Management expects royalty income to increase 10% sequentially with non-GAAP gross margin to be expected at 90% and OpEx at $20M-$21M ($2.7M of which is share-based compensation and $0.9M amortization of intangibles) so non-GAAP OpEx will be similar to Q3 at $16.3M-$17.3M.
The GAAP OpEx came in at $21M but this contains $2.6M in share-based compensation, $0.8M of expenses due to the Hillcrest acquisition and $0.7M of amortizations resulting in non-GAAP OpEx at $16.8M with non-GAAP operating margin at 14%.
Despite that downturn in cash flow, the company has a very healthy balance sheet with $148M in cash and equivalents (down from $166M at the end of Q2, largely because of the acquisition of Hillcrest Labs and $10M for the exclusive licensing of Immervision wide-angle image processing technology).
The decline in profitability has buffeted the valuation multiples towards the low end of the last five years. Analysts expect a non-GAAP EPS of $0.51 this year rising to $0.53 next year.
We are inclined to say that the company is well positioned to benefit from the growth in the markets where it operates. However, there is a proviso, which is that the same thing could have been said two years ago and the company ran into a soft patch with the handset market stalling and the ZTE blacklisting.
While experiences like that can be repeated, the present sky seems to be rather blue with the coming 5G ramp which not only provides a big boost to demand for base station technology and handsets, it also stimulates many of the other segments in which CEVA clients are operative, like IoT, manufacturing 4.0 and automotive.

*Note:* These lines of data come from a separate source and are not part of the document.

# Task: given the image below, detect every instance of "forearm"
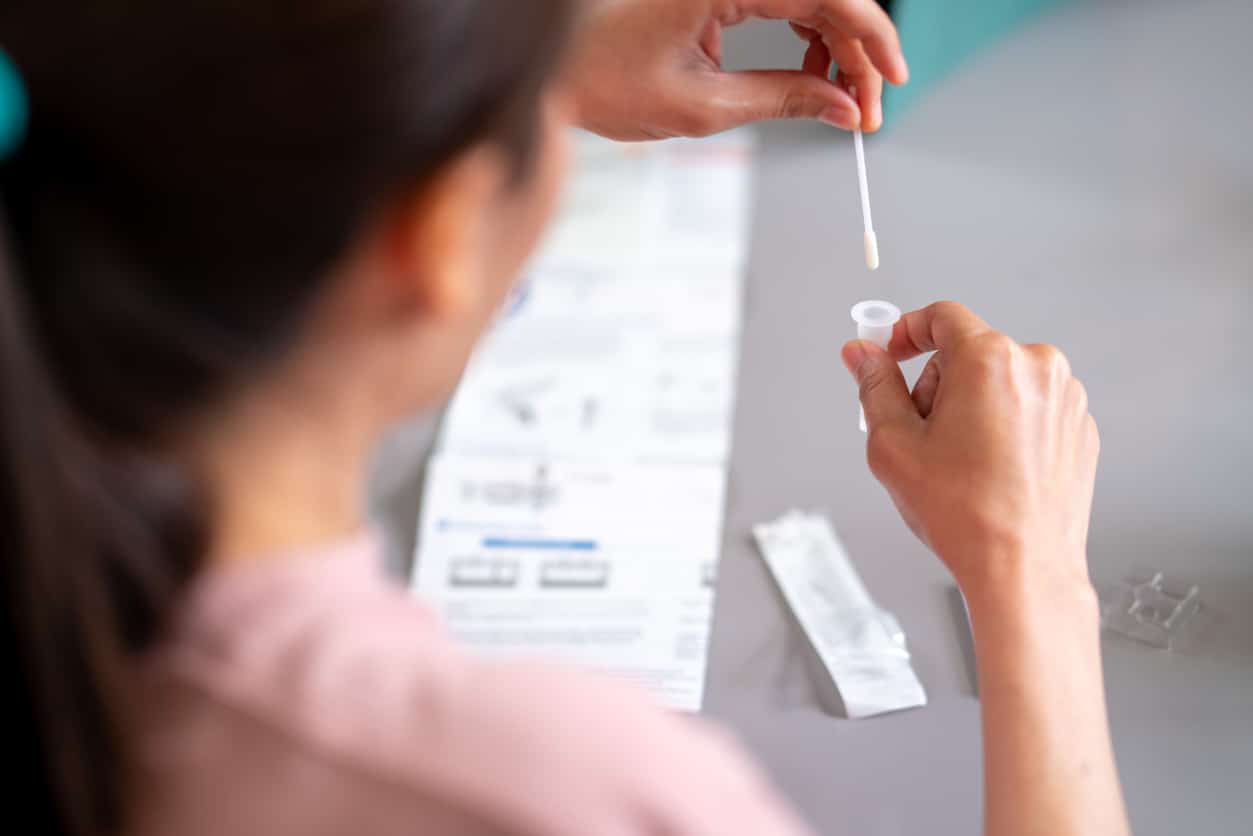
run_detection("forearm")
[967,561,1129,836]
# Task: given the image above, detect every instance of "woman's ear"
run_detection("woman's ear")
[385,145,509,320]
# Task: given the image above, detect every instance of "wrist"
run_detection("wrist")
[957,546,1100,622]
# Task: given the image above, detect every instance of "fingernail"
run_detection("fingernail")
[818,108,861,130]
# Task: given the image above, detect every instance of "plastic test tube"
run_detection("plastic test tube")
[852,300,901,432]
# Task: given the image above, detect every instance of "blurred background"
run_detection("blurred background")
[372,0,1253,836]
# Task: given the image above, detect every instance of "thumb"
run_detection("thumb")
[709,70,861,130]
[841,340,920,429]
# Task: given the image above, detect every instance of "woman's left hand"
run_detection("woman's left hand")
[569,0,908,139]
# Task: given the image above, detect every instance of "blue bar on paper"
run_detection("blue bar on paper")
[482,536,596,551]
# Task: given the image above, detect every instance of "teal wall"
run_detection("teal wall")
[883,0,1066,120]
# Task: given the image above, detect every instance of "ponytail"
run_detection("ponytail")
[0,0,575,836]
[0,196,204,836]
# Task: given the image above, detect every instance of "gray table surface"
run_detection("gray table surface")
[372,0,1253,836]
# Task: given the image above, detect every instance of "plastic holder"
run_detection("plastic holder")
[1101,569,1205,651]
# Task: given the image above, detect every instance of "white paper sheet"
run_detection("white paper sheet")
[412,133,752,711]
[413,455,724,711]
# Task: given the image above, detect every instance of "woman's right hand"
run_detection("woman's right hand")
[843,302,1100,598]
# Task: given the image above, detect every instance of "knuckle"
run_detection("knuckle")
[866,426,901,481]
[1071,377,1088,415]
[930,300,971,320]
[1035,343,1070,380]
[1088,415,1100,456]
[774,90,813,119]
[667,99,718,137]
[969,331,1019,370]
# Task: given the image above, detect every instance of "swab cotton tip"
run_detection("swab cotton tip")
[851,299,901,432]
[866,229,878,269]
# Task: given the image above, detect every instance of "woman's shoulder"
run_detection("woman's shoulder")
[134,536,793,836]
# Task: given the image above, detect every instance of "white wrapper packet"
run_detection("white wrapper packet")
[753,511,927,719]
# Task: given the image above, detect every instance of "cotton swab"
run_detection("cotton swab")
[853,128,878,269]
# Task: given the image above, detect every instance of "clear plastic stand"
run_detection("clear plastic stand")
[1101,570,1204,651]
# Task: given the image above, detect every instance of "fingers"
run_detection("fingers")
[801,31,831,81]
[704,70,861,133]
[734,0,910,84]
[831,46,883,130]
[841,340,921,432]
[887,302,991,362]
[912,352,944,419]
[792,24,883,130]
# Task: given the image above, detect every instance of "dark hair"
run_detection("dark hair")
[0,0,573,836]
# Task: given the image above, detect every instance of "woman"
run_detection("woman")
[0,0,1125,836]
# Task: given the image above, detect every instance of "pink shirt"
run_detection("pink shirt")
[129,541,808,836]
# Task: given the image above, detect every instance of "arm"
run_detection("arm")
[969,579,1128,836]
[843,302,1128,836]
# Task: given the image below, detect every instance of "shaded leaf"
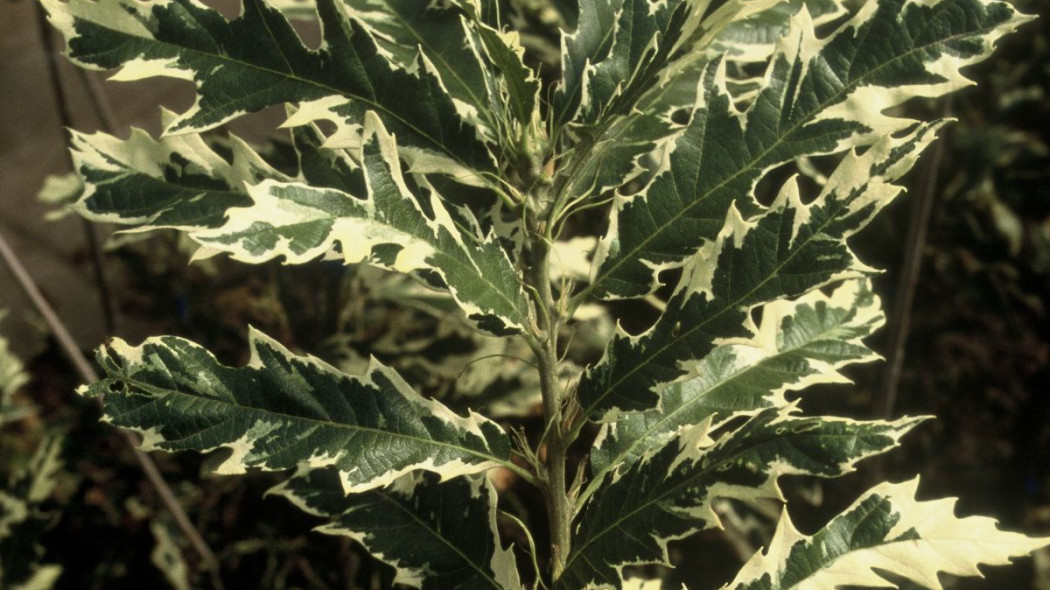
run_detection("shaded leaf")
[81,330,510,491]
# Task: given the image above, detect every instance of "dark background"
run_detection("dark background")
[0,0,1050,590]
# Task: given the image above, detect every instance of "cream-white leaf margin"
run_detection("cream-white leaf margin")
[722,478,1050,590]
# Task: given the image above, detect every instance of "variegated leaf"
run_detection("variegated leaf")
[70,112,292,231]
[190,114,528,334]
[0,310,29,413]
[554,408,921,590]
[722,478,1050,590]
[579,122,943,420]
[591,0,1027,297]
[590,280,885,481]
[551,0,775,125]
[710,0,847,63]
[271,469,523,590]
[551,0,773,203]
[0,434,65,590]
[347,0,540,133]
[45,0,494,184]
[0,310,33,426]
[81,330,510,492]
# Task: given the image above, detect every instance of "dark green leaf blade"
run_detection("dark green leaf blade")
[81,330,510,491]
[554,408,921,590]
[591,0,1027,298]
[722,478,1050,590]
[190,114,528,335]
[578,122,944,420]
[270,468,522,590]
[585,280,885,478]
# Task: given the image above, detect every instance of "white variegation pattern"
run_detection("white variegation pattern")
[588,0,1029,298]
[269,469,524,590]
[190,113,527,333]
[579,122,944,421]
[554,406,923,590]
[722,478,1050,590]
[581,280,885,485]
[44,0,494,185]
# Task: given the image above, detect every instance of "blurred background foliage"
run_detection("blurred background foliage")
[0,0,1050,590]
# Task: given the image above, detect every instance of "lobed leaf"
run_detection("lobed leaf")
[722,478,1050,590]
[588,280,885,478]
[271,468,523,590]
[0,434,65,590]
[70,114,292,231]
[554,407,922,590]
[191,114,528,334]
[86,330,510,492]
[579,122,943,420]
[0,310,29,419]
[44,0,494,184]
[551,0,774,211]
[590,0,1027,298]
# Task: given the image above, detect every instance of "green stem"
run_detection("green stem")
[528,208,572,580]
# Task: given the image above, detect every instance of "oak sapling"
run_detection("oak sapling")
[42,0,1048,590]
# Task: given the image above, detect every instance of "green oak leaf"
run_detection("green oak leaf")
[80,330,510,492]
[44,0,494,184]
[554,407,922,590]
[589,0,1028,298]
[585,280,885,485]
[722,478,1050,590]
[579,122,944,421]
[270,468,523,590]
[190,110,528,334]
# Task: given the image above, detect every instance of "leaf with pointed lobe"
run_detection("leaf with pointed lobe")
[590,280,885,480]
[191,114,528,335]
[578,122,944,421]
[270,468,523,590]
[45,0,494,184]
[591,0,1027,298]
[80,330,510,492]
[554,407,922,590]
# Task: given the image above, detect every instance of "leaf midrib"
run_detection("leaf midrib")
[593,310,869,480]
[584,169,865,416]
[75,4,489,184]
[576,12,994,299]
[109,374,512,471]
[196,185,523,324]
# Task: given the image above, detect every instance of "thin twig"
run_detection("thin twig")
[0,228,224,590]
[36,3,119,334]
[879,94,952,419]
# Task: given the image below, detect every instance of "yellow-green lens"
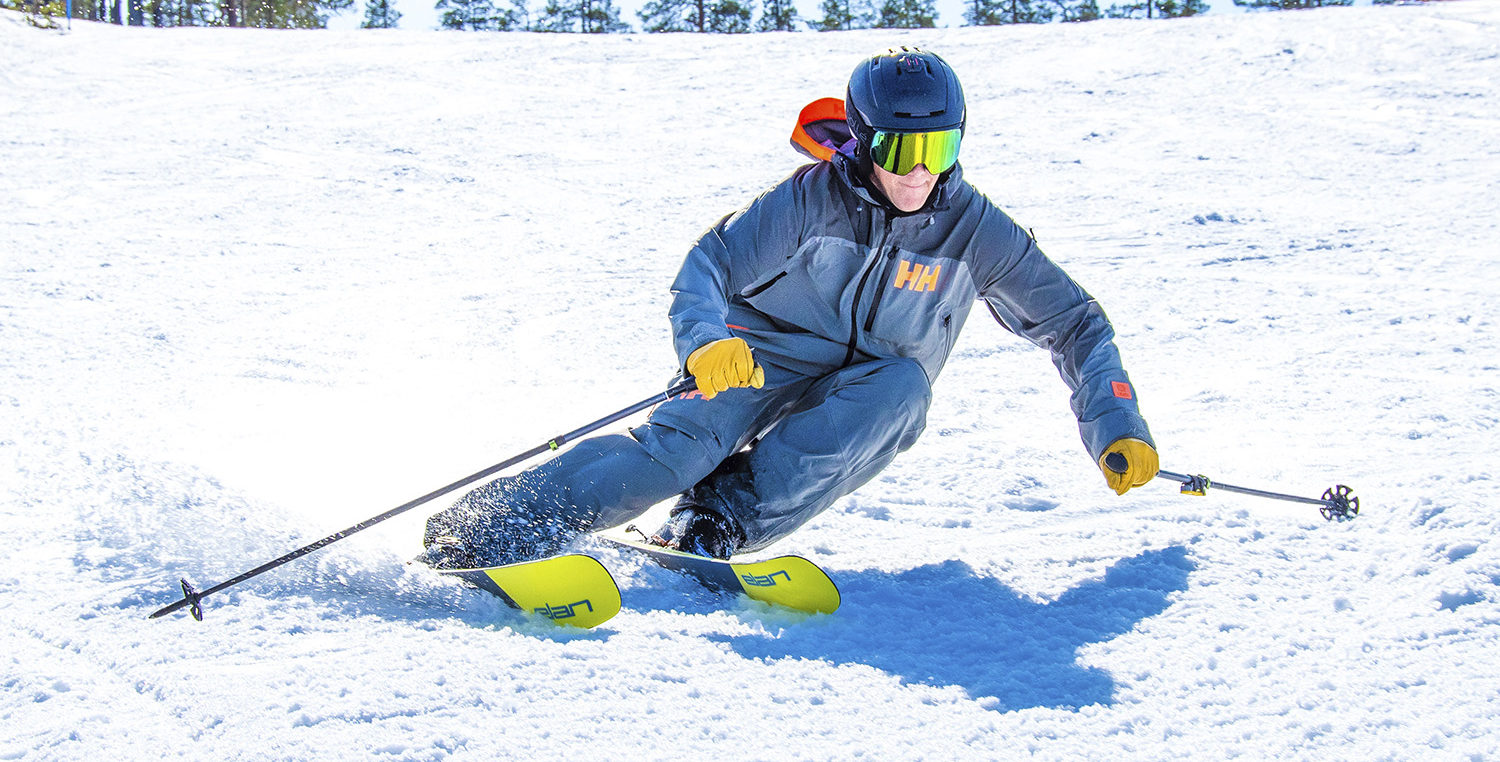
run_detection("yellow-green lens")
[870,129,963,174]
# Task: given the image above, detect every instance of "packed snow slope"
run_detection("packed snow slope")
[0,2,1500,761]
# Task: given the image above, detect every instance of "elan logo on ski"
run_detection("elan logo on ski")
[531,600,594,620]
[740,570,792,588]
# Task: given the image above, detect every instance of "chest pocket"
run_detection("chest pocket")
[863,251,974,357]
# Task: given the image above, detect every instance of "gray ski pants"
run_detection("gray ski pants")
[435,359,932,560]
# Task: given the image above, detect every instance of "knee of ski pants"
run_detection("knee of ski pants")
[630,410,731,494]
[852,357,933,450]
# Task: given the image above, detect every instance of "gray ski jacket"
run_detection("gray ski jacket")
[669,153,1155,461]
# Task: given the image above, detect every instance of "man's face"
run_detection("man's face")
[872,164,938,212]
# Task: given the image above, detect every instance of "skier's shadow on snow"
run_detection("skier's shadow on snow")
[723,546,1194,711]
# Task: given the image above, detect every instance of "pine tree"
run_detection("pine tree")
[434,0,495,32]
[636,0,750,35]
[1053,0,1104,23]
[875,0,938,29]
[360,0,401,29]
[809,0,876,32]
[636,0,707,32]
[963,0,1053,27]
[704,0,750,35]
[533,0,630,35]
[1235,0,1355,11]
[755,0,803,32]
[1106,0,1209,18]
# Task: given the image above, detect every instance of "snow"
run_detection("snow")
[0,2,1500,761]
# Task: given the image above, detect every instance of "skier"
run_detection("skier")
[423,48,1158,569]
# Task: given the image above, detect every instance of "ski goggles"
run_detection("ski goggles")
[870,129,963,174]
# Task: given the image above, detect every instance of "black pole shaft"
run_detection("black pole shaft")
[150,377,698,620]
[1157,471,1334,506]
[1104,453,1338,509]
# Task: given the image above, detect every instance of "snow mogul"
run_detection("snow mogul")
[423,48,1158,569]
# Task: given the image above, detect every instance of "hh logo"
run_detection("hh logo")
[740,569,792,588]
[531,600,594,620]
[893,260,942,291]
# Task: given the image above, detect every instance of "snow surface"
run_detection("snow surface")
[0,2,1500,761]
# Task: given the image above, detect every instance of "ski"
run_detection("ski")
[435,554,620,629]
[603,537,840,614]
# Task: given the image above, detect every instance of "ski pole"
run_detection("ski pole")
[149,377,698,621]
[1104,453,1359,521]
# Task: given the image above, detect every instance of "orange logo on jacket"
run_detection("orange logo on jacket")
[891,260,942,291]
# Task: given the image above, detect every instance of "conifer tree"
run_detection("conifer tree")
[809,0,876,32]
[1235,0,1355,11]
[434,0,495,32]
[360,0,401,29]
[533,0,630,35]
[963,0,1053,27]
[1106,0,1209,18]
[638,0,750,35]
[875,0,938,29]
[755,0,803,32]
[704,0,750,35]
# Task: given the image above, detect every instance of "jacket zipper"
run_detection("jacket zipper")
[740,270,786,299]
[864,246,896,333]
[843,218,891,368]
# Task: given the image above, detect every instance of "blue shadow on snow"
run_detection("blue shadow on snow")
[723,546,1194,711]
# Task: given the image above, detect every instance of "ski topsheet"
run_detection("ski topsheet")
[605,537,840,614]
[438,554,620,627]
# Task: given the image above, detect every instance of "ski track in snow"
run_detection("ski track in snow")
[0,2,1500,761]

And in the meantime, the company has reinforced its market position with a couple of smart investments like the acquisitions of Hillcrest Labs and the $10M investment for exclusive licensing of Immervision wide-angle image processing technology.
Disclosure: I/we have no positions in any stocks mentioned, but may initiate a long position in CEVA over the next 72 hours. I wrote this article myself, and it expresses my own opinions. I am not receiving compensation for it (other than from Seeking Alpha). I have no business relationship with any company whose stock is mentioned in this article.